Por dia, 150 pessoas têm ficado sem atendimento no Ministério do Trabalho em Franca. Emissão de carteira de trabalho, seguro-desemprego, protocolos, requerimentos, registro de homologação de convenções coletivas e reuniões de negociações salariais são alguns dos serviços suspensos há uma semana por causa da greve dos servidores federais. A paralisação é um protesto pela implantação de planos de carreira e aumentos salariais. Dos nove funcionários que atuam na área administrativa atendendo à população, seis estão em greve.


O posto localizado na Estação está de portas fechadas. Há apenas um funcionário terceirizado prestando esclarecimentos na recepção e outros três servidores que não aderiram ao movimento atuando nos serviços considerados internos ou urgentes. “Estamos com plantões fiscais de orientação trabalhista e com as homologações de rescisões de contratos”, disse Jamil José Leonardi, gerente regional do Trabalho.


Quem procurou o local nestes dias de greve ficou revoltado com a paralisação. Na manhã de ontem, o auxiliar de produção, Gabriel Cardoso, foi até o local na expectativa de dar entrada em seu seguro-desemprego. Sem saber que a repartição estava em greve, voltou para casa sem ser atendido. “Estou precisando muito deste dinheiro. Agora como vou receber e pagar minhas contas?”, questionou Gabriel.


O auxiliar de produção foi orientado a procurar o PAT (Posto de Atendimento ao Trabalhador). O local tem auxiliado no atendimento de parte dos serviços prestados pelo Ministério do Trabalho como entrada no seguro-desemprego e nas emissões de carteira de trabalho. “O movimento dobrou. Estamos atendendo mais de 40 pedidos só de seguro-desemprego por dia. Já realizávamos este serviço, mas em dias normais a procura não chega a vinte pessoas”, disse Maurino Malta da Silva, supervisor do PAT.

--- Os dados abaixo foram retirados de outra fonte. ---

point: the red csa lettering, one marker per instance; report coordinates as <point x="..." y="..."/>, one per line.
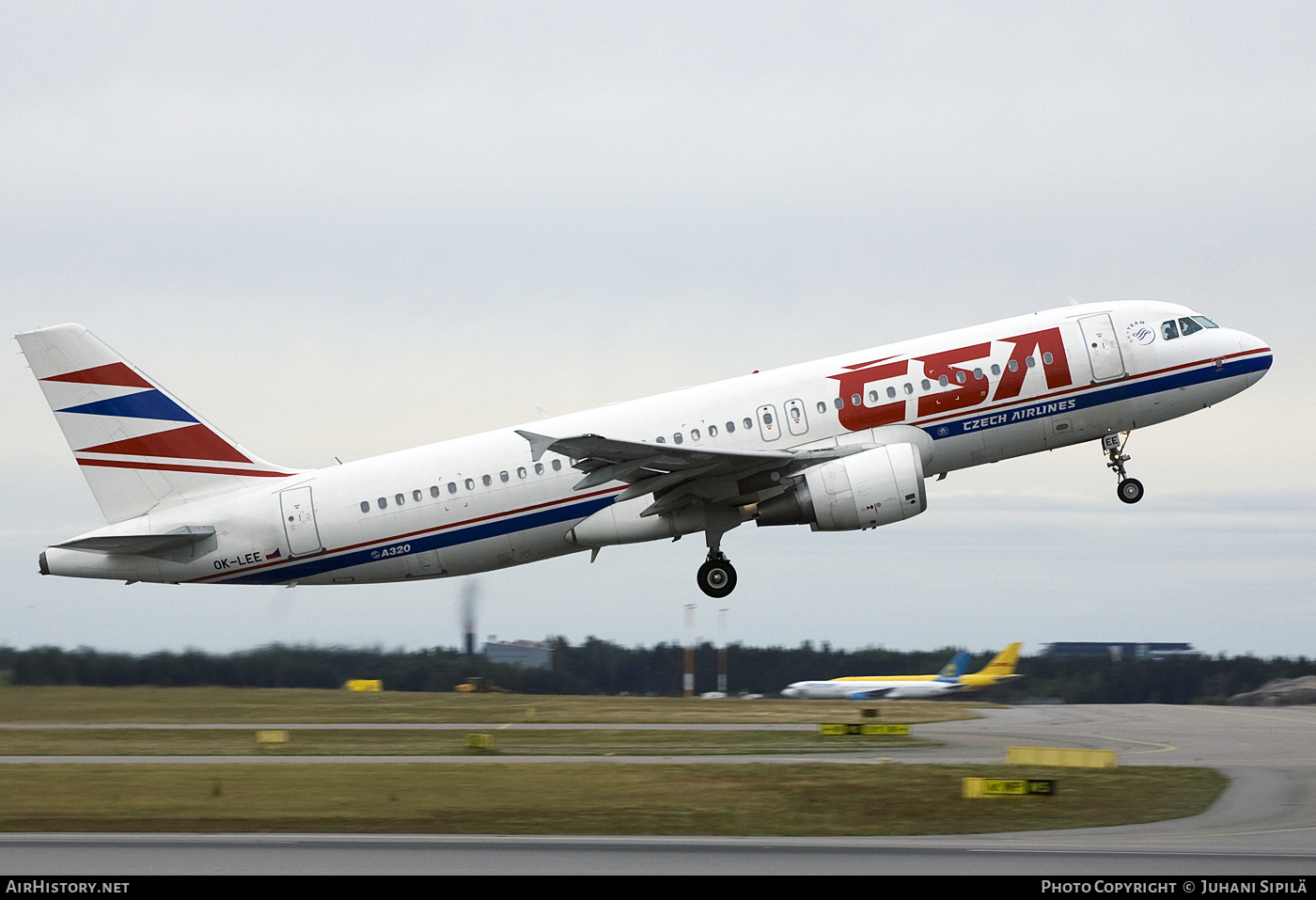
<point x="970" y="394"/>
<point x="857" y="418"/>
<point x="1057" y="370"/>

Com a maior demanda, o prazo de espera para receber a primeira parcela do seguro-desemprego pode ser maior. “Atualmente ele é de trinta dias. Com a superlotação, teremos que fazer agendamentos, o que pode prolongar o tempo de espera pelo recebimento”, disse.


Esta não é a primeira vez que os funcionários do Ministério do Trabalho entram em greve. Em novembro do ano passado, os servidores cruzaram os braços e exigiram do governo federal a implantação imediata de um plano de carreira e a regulamentação da jornada com dois turnos de seis horas diárias. “O governo pediu para encerrar a greve e retomou as negociações em janeiro. Como de lá para cá não houve nenhuma atitude concreta, eles (os funcionários) resolveram retomar o movimento grevista”, disse Jamil.